If Only It Were That Easy

Share the Knowledge

For my second assignment this week, I completed the Vintage Educational Video for five stars. I have seen many workplace instructional videos, which are very similar to the old educational videos, so the styling for this video was familiar.

Why this Knowledge is Important

It took me many years to learn how to properly hold a cat. After hundreds of bites and scratches from my mom’s and grandma’s cats, I finally began to understand how to make cats feel comfortable in my arms. When Meg and I got Dina, she was not a fan of being picked up or being placed in a lap. However, after two years of persistent use of my acquired cat-holding techniques, Dina enjoys being held and receives great pleasure from sitting on my lap. Dina has become so comfortable being held that my brother can pick her up upside-down without her minding; after building the trust with holding techniques, she allows us to hold her however. By employing the techniques used in this video, others can have friendlier, cuddlier cats as well.

Floor to Arm to Lap

How It All Came to Be

To create this video, I used iMovie, video recoded from my phone, and a background track from Free Music Archive.

I began by creating a new movie and inserting the video into my project from my Photos library.

To add the visual effect, I went to the clip filters and audio effects section in the browser, clicked on Clip Filter, and then selected the Silent Era filter.

I removed the original audio from the video by right-clicking the audio area of the clips and selecting Detach Audio, then selecting the audio, right-clicking, and selecting delete.

Next, I split the video into various chunks by moving the playback cursor and using Modify > Split Clip.

To insert my transitions, I went to Transitions and drag-and-dropped the transitions between the chunks of video.

To insert text, I went to Titles and drag-and-dropped the titles above the points in the video where I wanted them.

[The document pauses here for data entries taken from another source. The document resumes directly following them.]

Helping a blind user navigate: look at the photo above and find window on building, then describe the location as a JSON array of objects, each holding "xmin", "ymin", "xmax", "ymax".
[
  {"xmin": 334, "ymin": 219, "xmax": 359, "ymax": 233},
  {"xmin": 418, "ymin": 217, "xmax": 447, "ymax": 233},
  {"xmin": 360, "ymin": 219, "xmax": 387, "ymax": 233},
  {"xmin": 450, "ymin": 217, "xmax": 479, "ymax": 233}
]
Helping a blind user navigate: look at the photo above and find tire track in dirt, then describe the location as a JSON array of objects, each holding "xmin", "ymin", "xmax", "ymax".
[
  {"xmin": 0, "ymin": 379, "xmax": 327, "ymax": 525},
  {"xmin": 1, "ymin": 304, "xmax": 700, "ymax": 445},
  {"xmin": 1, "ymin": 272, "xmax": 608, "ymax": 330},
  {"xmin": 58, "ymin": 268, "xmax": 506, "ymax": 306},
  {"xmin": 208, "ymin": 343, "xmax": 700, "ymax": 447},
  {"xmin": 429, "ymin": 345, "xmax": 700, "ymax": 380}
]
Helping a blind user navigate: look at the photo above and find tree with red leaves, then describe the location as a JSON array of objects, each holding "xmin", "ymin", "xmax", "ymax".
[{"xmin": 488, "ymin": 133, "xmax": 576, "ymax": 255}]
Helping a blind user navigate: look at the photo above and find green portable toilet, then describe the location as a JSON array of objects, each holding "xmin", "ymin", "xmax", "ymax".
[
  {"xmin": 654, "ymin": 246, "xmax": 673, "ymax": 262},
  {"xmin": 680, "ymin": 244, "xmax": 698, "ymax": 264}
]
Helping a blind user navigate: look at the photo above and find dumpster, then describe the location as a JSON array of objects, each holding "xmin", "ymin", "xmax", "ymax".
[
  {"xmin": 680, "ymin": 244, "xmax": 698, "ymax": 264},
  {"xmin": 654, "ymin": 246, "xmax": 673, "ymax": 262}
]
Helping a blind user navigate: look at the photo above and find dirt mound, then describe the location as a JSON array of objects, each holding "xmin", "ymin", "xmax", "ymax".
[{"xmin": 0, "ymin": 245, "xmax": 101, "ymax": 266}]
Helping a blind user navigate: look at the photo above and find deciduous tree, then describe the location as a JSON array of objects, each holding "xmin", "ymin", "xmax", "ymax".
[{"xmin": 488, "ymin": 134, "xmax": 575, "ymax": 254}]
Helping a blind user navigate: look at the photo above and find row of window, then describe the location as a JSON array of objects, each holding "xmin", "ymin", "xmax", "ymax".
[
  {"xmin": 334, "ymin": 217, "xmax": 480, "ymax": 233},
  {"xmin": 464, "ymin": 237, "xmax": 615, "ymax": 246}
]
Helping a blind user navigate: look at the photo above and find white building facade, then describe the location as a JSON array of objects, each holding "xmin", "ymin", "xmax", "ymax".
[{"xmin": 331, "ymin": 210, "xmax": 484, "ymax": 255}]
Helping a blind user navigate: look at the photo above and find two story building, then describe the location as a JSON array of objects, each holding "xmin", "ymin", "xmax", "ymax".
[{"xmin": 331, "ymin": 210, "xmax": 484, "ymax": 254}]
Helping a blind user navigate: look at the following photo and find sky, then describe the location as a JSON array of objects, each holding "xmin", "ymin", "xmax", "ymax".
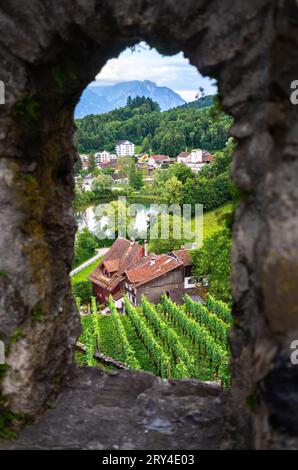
[{"xmin": 92, "ymin": 42, "xmax": 217, "ymax": 101}]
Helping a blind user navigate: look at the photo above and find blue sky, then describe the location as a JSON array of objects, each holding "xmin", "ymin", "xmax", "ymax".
[{"xmin": 92, "ymin": 43, "xmax": 217, "ymax": 101}]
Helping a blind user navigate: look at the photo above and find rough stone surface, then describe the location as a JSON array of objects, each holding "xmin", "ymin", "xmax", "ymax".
[
  {"xmin": 0, "ymin": 368, "xmax": 224, "ymax": 450},
  {"xmin": 0, "ymin": 0, "xmax": 298, "ymax": 448}
]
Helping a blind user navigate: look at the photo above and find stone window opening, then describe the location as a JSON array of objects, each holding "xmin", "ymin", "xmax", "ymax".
[{"xmin": 0, "ymin": 0, "xmax": 298, "ymax": 449}]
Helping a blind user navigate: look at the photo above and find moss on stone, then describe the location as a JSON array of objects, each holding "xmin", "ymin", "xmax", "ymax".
[
  {"xmin": 31, "ymin": 307, "xmax": 43, "ymax": 325},
  {"xmin": 51, "ymin": 63, "xmax": 76, "ymax": 88},
  {"xmin": 0, "ymin": 395, "xmax": 32, "ymax": 439},
  {"xmin": 11, "ymin": 93, "xmax": 40, "ymax": 123},
  {"xmin": 8, "ymin": 328, "xmax": 25, "ymax": 347}
]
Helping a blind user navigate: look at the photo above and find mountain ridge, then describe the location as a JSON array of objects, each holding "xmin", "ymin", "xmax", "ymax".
[{"xmin": 75, "ymin": 80, "xmax": 186, "ymax": 119}]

Editing the text can then be done in the browser after double-clicking the title bubble.

To zoom in on parts of the video, I went to the cropping section in the browser and selected Crop to Fill, then dragged the box to the desired size.

Next, to add the music I drag-and-dropped the track from a Finder window into the timeline.

Finally, to put in the instructions I clicked the voice-over button, lined the cursor up with the point I wanted to record voice for, then pressed the record button to begin and again to stop. I had to try this a couple times to get it right.